Radiologic evaluation of the chest within 12 weeks prior to treatment; at a minimum, chest x-ray is required. CT imaging of the chest or PET/CT is acceptable.
ECOG Performance Status 0-2
CBC/differential obtained within 8 weeks prior to treatment, with adequate bone marrow function defined as follows:
Platelets ≥ 100,000 cells/mm3
Hemoglobin ≥ 8.0 g/dl (Note: The use of transfusion or other intervention to achieve Hgb ≥ 8.0 g/dl is acceptable.)
Adequate renal and hepatic function within 4 weeks prior to treatment, defined as follows:
Serum creatinine < 2.0 mg/dl
Total bilirubin < 2 x the institutional ULN
AST or ALT < 3 x the institutional ULN.
*Note that physician attestation of patient having no known history of liver disease can take the place of bilirubin and AST/ALT labs.

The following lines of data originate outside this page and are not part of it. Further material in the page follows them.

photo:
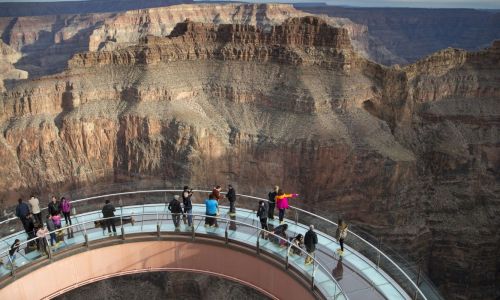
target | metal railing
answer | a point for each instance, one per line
(158, 219)
(379, 259)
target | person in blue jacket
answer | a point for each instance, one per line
(212, 208)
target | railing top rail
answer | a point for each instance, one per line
(256, 198)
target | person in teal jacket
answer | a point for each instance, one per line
(212, 209)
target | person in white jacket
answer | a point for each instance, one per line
(35, 209)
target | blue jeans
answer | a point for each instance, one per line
(52, 238)
(282, 214)
(189, 213)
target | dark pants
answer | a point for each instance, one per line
(263, 224)
(110, 223)
(43, 246)
(282, 214)
(177, 219)
(270, 213)
(52, 238)
(67, 218)
(189, 213)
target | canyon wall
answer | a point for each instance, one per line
(48, 42)
(413, 33)
(410, 154)
(164, 285)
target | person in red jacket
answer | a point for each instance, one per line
(282, 203)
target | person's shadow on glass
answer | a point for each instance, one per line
(338, 271)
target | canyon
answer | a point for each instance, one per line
(268, 95)
(164, 285)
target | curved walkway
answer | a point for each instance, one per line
(357, 276)
(143, 255)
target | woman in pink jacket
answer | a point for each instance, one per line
(282, 203)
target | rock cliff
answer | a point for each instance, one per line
(164, 285)
(409, 34)
(48, 42)
(410, 154)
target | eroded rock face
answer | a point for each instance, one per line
(164, 285)
(48, 42)
(410, 154)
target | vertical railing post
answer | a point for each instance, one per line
(258, 243)
(418, 278)
(157, 222)
(85, 236)
(226, 235)
(142, 217)
(121, 219)
(11, 265)
(46, 245)
(379, 249)
(288, 255)
(193, 234)
(313, 273)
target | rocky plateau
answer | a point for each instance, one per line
(264, 96)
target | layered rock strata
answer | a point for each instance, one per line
(48, 42)
(409, 154)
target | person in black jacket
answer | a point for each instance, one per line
(262, 214)
(187, 194)
(231, 196)
(272, 202)
(108, 212)
(310, 241)
(54, 207)
(175, 208)
(22, 211)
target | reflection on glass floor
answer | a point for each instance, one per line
(356, 275)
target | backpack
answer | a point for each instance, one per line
(175, 206)
(57, 220)
(260, 211)
(66, 206)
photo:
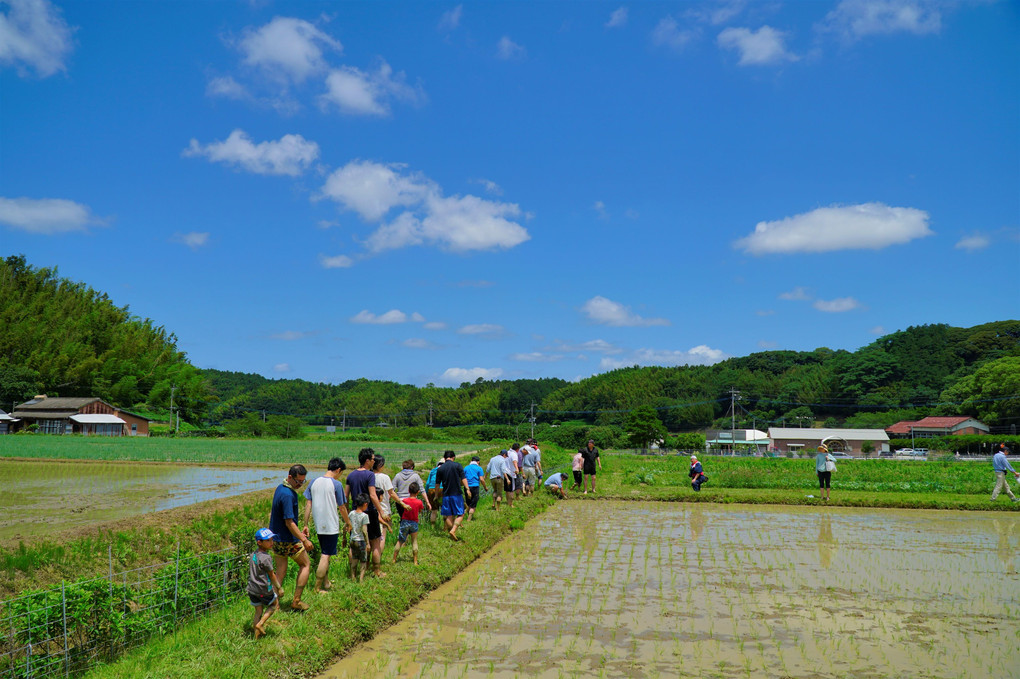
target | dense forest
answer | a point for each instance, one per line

Negative pregnancy test within 2 weeks prior to treatment for women of childbearing potential
Women of childbearing potential and male participants who are sexually active must practice adequate contraception during treatment and for 6 weeks following treatment.
Patients must be deemed able to comply with the treatment plan and follow-up schedule.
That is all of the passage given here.